In this blog post we will create a dockerized FastAPI app.

  1. In the root folder of your project create a requirements.txt file. This file will contain the packages that we need for our app. In this case, we need three applications: FastAPI, Pydantic (used for data validation) and Uvicorn (a web server). Our requirements file will look like this:
fastapi>=0.115.4
pydantic>=2.9.2
uvicorn[standard]>=0.32.0

Now create in the root directory of your project a directory called app and in that directory create a blank file called __init__.py (used for telling Python of the existence of submodules in the directory) and another file called main.py. In main.py add the following lines of code:

from fastapi import FastAPI

app = FastAPI()


@app.get('/')
def hello_world():
    return "Hello World"

Save the file and exit.

We then create our Dockerfile called Dockerfile in the root directory of our project folder and add the following lines:

# Pull the Python 3.13 image from Docker Hub
FROM python:3.13

# Set the working directory in the Docker container as /code
WORKDIR /code

# Copy the requirements.txt file from the host (our machine) to /code/requirements.txt in the Docker container
COPY ./requirements.txt /code/requirements.txt

# Install the latest version of pip (Python package manager) and do not use the cache (i.e. fetch it from the server)
RUN pip install --no-cache-dir --upgrade pip

# Install the Python packages in the requirements file and do not use the cache
RUN pip install --no-cache-dir --upgrade -r /code/requirements.txt

# Copy our application files from the host (our machine) to /code/app in the Docker container
COPY ./app /code/app

# Run uvicorn loading the main.py file and use the options below.  Add --proxy-headers if running behind a proxy like nginx
CMD ["uvicorn", "app.main:app", "--host", "0.0.0.0", "--port", "8000", "--proxy-headers"]

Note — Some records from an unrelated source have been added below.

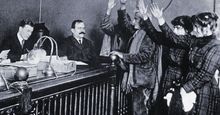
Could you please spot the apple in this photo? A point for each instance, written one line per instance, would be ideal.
(21, 74)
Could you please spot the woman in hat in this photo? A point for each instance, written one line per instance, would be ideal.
(200, 92)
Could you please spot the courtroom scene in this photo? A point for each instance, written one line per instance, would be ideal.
(110, 57)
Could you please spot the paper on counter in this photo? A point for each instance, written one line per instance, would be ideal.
(80, 63)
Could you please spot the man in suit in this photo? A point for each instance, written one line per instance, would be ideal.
(17, 44)
(77, 47)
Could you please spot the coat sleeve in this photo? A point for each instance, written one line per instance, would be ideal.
(107, 26)
(183, 41)
(62, 51)
(206, 73)
(144, 55)
(125, 24)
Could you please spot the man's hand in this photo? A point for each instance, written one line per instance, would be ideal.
(168, 97)
(111, 4)
(142, 9)
(188, 99)
(157, 13)
(119, 54)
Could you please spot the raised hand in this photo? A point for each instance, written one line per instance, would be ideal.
(111, 4)
(156, 11)
(142, 9)
(188, 99)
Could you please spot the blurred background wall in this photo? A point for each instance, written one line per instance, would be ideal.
(59, 14)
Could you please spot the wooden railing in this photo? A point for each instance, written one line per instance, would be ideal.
(93, 91)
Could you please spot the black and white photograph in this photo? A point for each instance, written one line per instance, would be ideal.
(109, 57)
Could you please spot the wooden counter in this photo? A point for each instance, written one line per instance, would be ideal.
(90, 91)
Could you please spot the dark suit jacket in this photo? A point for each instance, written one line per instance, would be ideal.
(80, 52)
(15, 47)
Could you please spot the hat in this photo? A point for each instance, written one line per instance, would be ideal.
(206, 18)
(184, 21)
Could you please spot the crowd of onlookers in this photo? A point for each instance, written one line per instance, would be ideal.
(171, 71)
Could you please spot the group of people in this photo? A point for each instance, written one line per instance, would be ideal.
(75, 47)
(170, 71)
(172, 66)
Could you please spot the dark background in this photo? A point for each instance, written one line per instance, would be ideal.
(59, 14)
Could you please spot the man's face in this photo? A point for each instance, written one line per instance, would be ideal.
(26, 31)
(197, 30)
(79, 30)
(136, 20)
(179, 30)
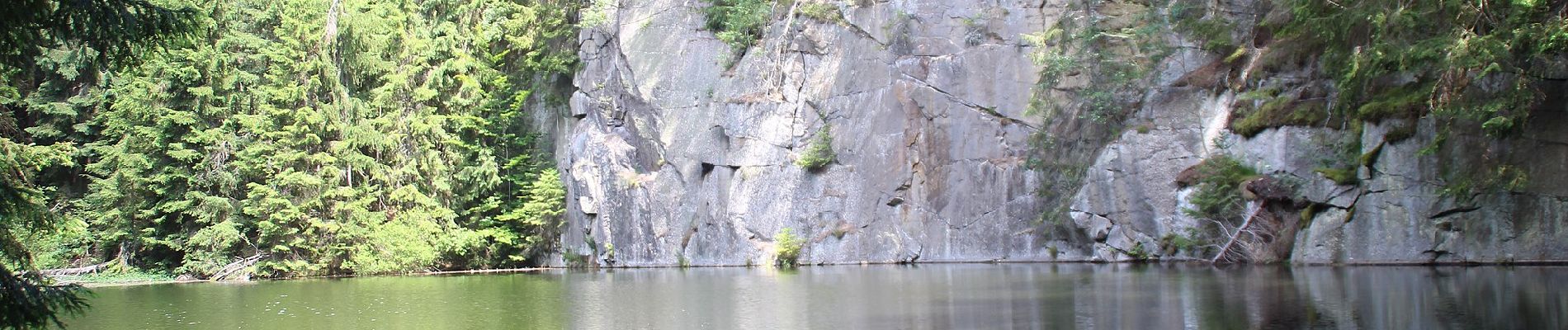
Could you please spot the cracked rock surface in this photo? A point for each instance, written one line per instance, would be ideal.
(672, 157)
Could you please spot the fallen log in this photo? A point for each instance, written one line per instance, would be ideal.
(234, 268)
(1239, 230)
(74, 271)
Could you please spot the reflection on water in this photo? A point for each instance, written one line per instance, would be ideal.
(930, 296)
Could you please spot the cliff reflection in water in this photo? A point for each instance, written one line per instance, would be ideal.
(1071, 296)
(927, 296)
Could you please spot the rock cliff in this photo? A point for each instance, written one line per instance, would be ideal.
(679, 150)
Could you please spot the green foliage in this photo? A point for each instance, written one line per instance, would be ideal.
(739, 22)
(1344, 177)
(827, 13)
(1219, 188)
(120, 30)
(1470, 59)
(1189, 241)
(331, 136)
(1280, 111)
(789, 248)
(1139, 252)
(1108, 66)
(819, 153)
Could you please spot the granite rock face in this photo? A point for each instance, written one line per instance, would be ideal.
(672, 157)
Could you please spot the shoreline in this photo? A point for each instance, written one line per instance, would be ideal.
(1528, 263)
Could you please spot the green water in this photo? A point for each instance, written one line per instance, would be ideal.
(928, 296)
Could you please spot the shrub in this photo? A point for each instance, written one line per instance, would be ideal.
(1280, 111)
(819, 153)
(1344, 177)
(822, 12)
(739, 22)
(1219, 193)
(789, 248)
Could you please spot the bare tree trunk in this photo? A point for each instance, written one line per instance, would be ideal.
(1239, 230)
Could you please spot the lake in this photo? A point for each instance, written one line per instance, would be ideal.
(885, 296)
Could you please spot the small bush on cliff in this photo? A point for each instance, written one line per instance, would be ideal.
(789, 248)
(739, 22)
(819, 153)
(1219, 185)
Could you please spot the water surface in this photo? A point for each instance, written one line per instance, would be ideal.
(927, 296)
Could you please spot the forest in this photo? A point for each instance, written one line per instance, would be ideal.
(309, 138)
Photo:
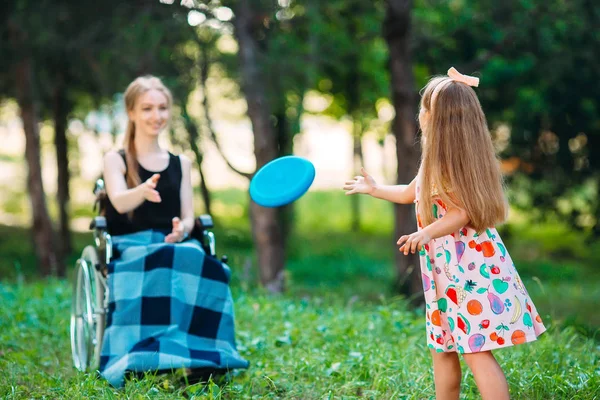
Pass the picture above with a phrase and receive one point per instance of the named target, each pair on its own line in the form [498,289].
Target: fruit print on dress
[475,299]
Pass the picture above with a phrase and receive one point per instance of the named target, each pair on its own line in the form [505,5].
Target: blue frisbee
[282,181]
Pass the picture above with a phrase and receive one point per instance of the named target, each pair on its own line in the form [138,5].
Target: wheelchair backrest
[101,197]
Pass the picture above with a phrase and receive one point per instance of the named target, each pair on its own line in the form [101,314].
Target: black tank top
[149,215]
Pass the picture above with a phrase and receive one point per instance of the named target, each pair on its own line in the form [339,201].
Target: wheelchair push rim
[87,312]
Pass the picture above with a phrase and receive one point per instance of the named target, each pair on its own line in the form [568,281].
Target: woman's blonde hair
[459,160]
[135,89]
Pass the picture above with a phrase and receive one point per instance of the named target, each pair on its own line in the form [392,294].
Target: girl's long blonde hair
[459,160]
[135,89]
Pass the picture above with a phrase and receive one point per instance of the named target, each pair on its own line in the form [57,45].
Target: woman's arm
[123,199]
[186,194]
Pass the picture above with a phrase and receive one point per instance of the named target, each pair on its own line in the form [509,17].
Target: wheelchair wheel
[88,312]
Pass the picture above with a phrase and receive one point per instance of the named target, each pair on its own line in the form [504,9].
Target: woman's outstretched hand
[178,232]
[149,189]
[361,184]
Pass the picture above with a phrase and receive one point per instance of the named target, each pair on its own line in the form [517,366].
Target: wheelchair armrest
[205,222]
[98,223]
[201,232]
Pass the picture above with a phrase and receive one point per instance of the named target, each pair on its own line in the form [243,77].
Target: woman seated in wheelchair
[169,306]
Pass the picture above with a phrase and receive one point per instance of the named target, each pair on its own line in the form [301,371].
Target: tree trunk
[42,227]
[266,226]
[194,135]
[397,32]
[357,163]
[284,147]
[61,111]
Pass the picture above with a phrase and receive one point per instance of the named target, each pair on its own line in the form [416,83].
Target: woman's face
[150,113]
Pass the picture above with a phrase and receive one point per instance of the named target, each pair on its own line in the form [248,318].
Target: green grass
[339,331]
[300,348]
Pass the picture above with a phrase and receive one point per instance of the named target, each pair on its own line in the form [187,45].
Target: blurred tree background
[286,61]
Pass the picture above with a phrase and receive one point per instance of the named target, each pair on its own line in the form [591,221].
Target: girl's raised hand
[361,184]
[149,189]
[413,242]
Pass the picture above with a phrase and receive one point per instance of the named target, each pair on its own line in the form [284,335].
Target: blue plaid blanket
[170,307]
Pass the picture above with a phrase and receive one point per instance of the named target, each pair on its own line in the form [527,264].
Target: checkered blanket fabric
[170,307]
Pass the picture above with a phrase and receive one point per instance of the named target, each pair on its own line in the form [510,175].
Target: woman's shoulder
[185,161]
[114,158]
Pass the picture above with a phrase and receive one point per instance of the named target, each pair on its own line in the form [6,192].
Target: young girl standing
[475,299]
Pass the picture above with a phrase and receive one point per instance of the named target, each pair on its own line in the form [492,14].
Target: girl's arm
[452,221]
[402,194]
[122,198]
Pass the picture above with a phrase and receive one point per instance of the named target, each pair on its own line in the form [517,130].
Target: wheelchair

Save and exit. Build the Docker container using the following command:

docker build -t my-python-app .

In the above command we are telling Docker to build our container using the tag name my-python-app and the location of our our Dockerfile which is in the current directory, denoted by ..

We can now run our container using the following command:

docker run -d --name my-python-app -p 8000:8000 my-python-app

In the above command we tell Docker to run detached (-d), the name of our container (my-python-app), the port (host port 8000) and (container port 8000), and the name of the image (my-python-app).